ECB mulls tougher bank loan rules
Central bank weighs whether to demand more information from lenders about collateral
European Central Bank officials were considering new rules that would require banks to give more information about loans used as collateral for borrowing from the institution, a person with knowledge of the situation said.
The ECB wanted to stop lenders taking advantage of the lower burden of information it demanded on loans compared with asset-backed securities, the person said. Officials were still working on the proposals for improving their ability to value the so-called non-marketable assets, the person said.
Loans, credit claims and deposits used as collateral for borrowing from the ECB soared 60 per cent to an average of €668.4 billion (HK$6.89 trillion) in the third quarter of last year, the central bank said, accounting for 27 per cent of the €2.52 trillion of collateral posted. That's more than any other guarantee type and compares with €371.7 billion of asset-backed debt.
"It makes sense to demand that loans face the same, or even higher, disclosure levels as asset-backed securities," DZ Bank debt trader Dalibor Jarnevic said. "By accepting loans, the ECB helped banks with serious liquidity needs to fund themselves."
The Eurosystem was continuously working on improving its collateral framework, with one aim being higher transparency standards for various assets, an ECB official said.
The ECB broadened the types of credit that national banks in seven countries of the euro region can accept as collateral last February in an attempt to reduce stress during the height of the debt crisis.

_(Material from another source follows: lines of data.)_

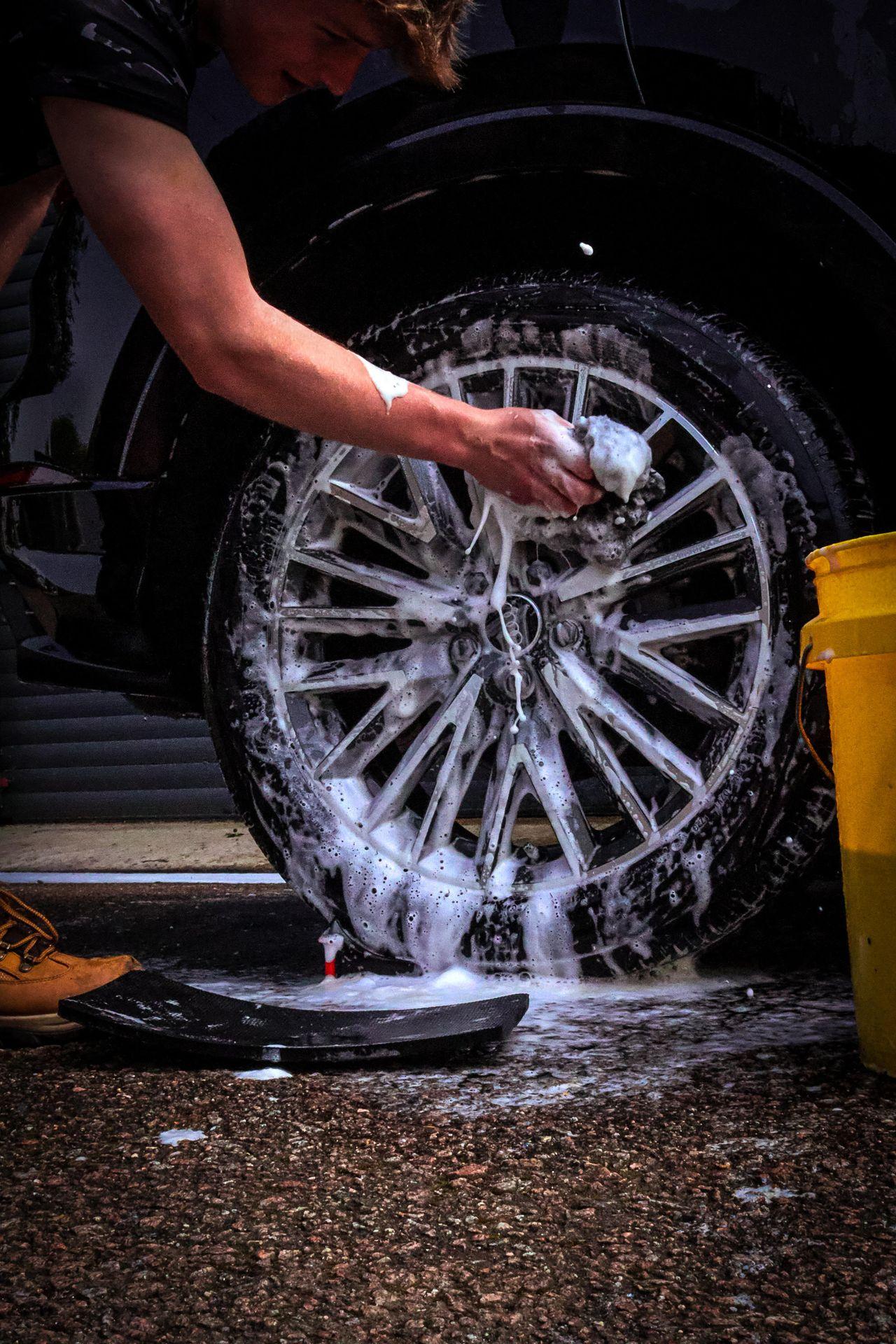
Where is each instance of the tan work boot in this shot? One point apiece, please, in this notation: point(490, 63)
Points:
point(34, 974)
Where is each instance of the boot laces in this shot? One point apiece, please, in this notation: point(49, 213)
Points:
point(24, 930)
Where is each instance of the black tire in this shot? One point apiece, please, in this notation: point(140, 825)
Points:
point(763, 816)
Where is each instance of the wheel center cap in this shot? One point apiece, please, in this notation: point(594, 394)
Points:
point(523, 620)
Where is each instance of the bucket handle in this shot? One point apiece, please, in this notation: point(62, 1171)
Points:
point(804, 733)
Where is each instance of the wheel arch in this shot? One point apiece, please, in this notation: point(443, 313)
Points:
point(694, 210)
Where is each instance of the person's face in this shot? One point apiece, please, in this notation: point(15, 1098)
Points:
point(280, 48)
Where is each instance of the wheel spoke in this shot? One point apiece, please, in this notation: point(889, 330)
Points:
point(578, 397)
point(657, 635)
point(680, 504)
point(454, 714)
point(346, 673)
point(663, 419)
point(503, 802)
point(387, 718)
point(575, 683)
point(575, 707)
point(596, 578)
point(550, 776)
point(346, 620)
point(533, 765)
point(413, 597)
point(654, 673)
point(430, 489)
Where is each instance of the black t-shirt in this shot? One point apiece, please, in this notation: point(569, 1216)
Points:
point(134, 54)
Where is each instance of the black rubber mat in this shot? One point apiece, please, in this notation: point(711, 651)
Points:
point(164, 1014)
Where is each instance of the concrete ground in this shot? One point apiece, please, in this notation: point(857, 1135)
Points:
point(701, 1159)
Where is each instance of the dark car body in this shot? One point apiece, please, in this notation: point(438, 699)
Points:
point(736, 153)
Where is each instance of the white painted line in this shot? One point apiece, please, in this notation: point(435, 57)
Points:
point(206, 879)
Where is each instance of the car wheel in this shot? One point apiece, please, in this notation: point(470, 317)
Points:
point(358, 679)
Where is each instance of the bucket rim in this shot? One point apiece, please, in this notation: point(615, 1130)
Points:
point(879, 542)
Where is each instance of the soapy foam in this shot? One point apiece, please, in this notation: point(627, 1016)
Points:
point(620, 457)
point(390, 386)
point(580, 1040)
point(397, 907)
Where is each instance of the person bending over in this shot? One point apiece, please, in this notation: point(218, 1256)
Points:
point(93, 96)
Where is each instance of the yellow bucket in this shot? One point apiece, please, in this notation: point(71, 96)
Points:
point(853, 641)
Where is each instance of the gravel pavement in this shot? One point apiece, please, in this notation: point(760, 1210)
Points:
point(688, 1161)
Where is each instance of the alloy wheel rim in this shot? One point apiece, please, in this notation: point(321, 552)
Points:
point(393, 675)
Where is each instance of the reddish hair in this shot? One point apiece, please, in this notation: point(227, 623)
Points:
point(428, 42)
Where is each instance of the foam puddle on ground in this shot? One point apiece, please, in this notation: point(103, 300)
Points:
point(583, 1038)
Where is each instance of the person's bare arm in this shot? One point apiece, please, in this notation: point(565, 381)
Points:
point(23, 206)
point(155, 207)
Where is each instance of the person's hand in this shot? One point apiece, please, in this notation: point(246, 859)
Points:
point(533, 458)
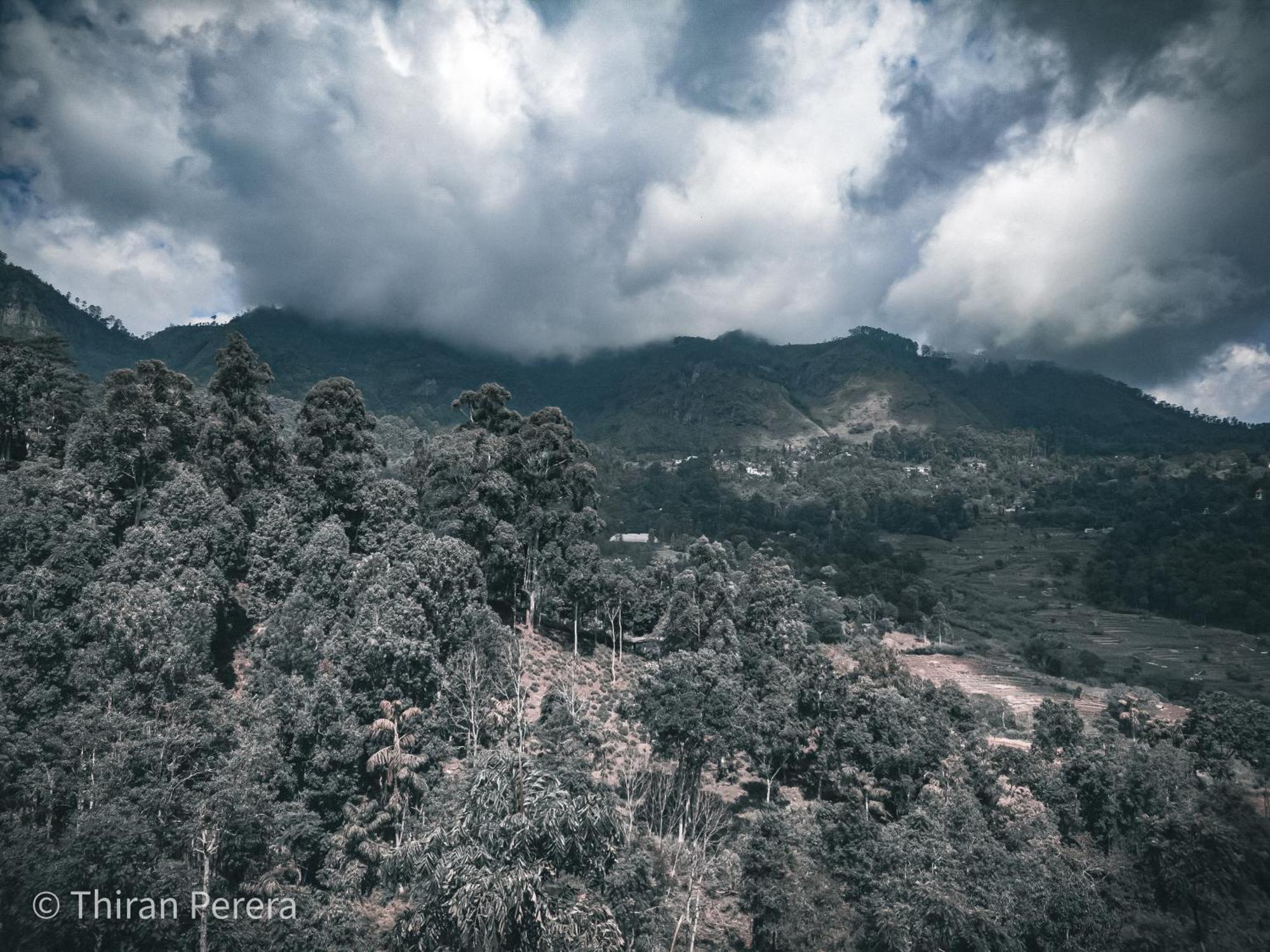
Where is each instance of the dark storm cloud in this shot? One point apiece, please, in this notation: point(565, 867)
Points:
point(1084, 182)
point(717, 62)
point(943, 141)
point(1104, 38)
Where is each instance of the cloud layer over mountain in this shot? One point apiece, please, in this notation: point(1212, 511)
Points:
point(1086, 182)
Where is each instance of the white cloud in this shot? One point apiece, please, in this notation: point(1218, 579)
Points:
point(462, 166)
point(1095, 232)
point(147, 273)
point(1233, 382)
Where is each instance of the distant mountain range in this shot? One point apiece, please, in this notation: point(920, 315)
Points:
point(689, 394)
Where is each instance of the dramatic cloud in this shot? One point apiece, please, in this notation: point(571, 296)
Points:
point(1083, 182)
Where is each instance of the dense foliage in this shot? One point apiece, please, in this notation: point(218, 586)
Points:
point(247, 655)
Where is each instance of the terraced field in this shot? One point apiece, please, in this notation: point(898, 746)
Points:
point(1008, 584)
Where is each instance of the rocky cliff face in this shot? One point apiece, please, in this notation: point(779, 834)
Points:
point(20, 318)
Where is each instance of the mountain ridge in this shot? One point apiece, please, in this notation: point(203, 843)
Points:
point(685, 394)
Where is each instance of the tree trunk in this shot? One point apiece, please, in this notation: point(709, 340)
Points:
point(208, 883)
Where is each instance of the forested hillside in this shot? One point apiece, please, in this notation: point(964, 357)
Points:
point(416, 706)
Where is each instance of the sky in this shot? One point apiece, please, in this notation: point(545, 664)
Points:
point(1085, 182)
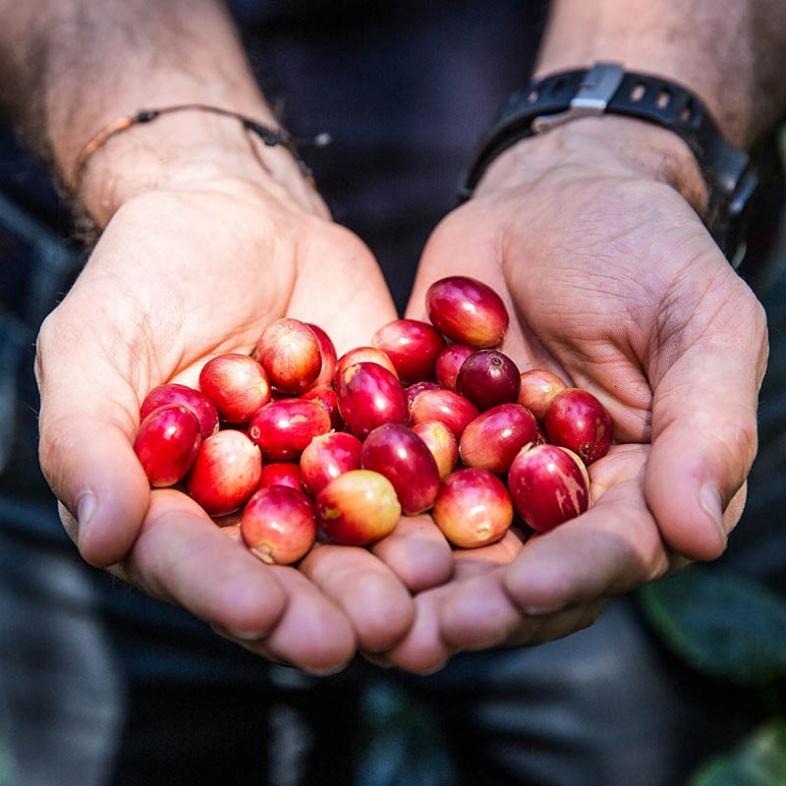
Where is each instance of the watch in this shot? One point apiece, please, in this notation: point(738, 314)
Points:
point(606, 88)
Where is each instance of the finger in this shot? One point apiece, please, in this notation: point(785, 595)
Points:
point(377, 604)
point(417, 553)
point(340, 287)
point(704, 416)
point(471, 562)
point(181, 557)
point(467, 243)
point(481, 614)
point(312, 634)
point(86, 423)
point(609, 550)
point(423, 650)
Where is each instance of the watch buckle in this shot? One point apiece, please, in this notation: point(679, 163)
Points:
point(596, 90)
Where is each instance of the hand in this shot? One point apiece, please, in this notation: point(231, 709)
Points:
point(613, 282)
point(192, 268)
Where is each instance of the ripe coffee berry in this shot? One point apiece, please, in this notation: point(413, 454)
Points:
point(197, 402)
point(576, 420)
point(358, 508)
point(278, 525)
point(473, 508)
point(538, 388)
point(226, 472)
point(493, 439)
point(236, 384)
point(449, 363)
point(328, 456)
point(403, 458)
point(167, 443)
point(369, 396)
point(289, 352)
point(549, 485)
point(412, 347)
point(467, 311)
point(283, 428)
point(488, 378)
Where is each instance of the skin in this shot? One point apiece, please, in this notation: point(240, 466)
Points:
point(593, 234)
point(193, 217)
point(633, 301)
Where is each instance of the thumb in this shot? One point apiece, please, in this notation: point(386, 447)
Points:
point(87, 421)
point(704, 418)
point(340, 287)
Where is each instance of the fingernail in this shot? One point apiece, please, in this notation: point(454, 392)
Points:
point(325, 671)
point(244, 635)
point(539, 611)
point(712, 505)
point(85, 509)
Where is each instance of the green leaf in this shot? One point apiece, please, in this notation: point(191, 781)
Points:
point(759, 761)
point(720, 623)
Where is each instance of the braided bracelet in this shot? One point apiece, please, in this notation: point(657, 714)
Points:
point(269, 136)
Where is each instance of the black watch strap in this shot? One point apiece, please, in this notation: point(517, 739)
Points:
point(608, 88)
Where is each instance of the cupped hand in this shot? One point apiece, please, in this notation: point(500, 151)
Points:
point(613, 282)
point(181, 273)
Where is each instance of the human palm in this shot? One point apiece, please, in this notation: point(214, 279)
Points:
point(612, 282)
point(180, 275)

Increased disclosure demands were being considered because the ECB sought to avoid arbitrage with the collateral rules, the person familiar with the plans said. By pledging unpackaged pools of loans, they can sidestep the higher levels of information required for asset-backed securities, the person said.
Banks create asset-backed securities by bundling loans into bonds that are sold to investors or pledged as collateral for central bank funding.
Separately, the ECB said last week that it was also tightening controls after the national banks of France and Spain applied smaller-than-usual discounts on collateral posted by lenders.
"We take these incidents very, very seriously," ECB president Mario Draghi said. The central bank was creating a data-quality compliance network to monitor national banks' controls, he said.
Elsewhere in credit markets, Goldman Sachs Group issued US$6 billion of bonds in its biggest offering. Zoetis, the animal medicine provider that Pfizer is planning to spin off in an initial public offering, sold US$3.65 billion of debt in its debut issue. Bank of America was said to have raised an US$827.5 million collateralised loan obligation to be managed by Symphony Asset Management.
The US two-year interest-rate swap spread, a measure of debt-market stress, decreased 0.08 basis point to 12.92 basis points. The gauge narrows when investors favour assets such as corporate bonds and widens when they seek the perceived safety of government securities.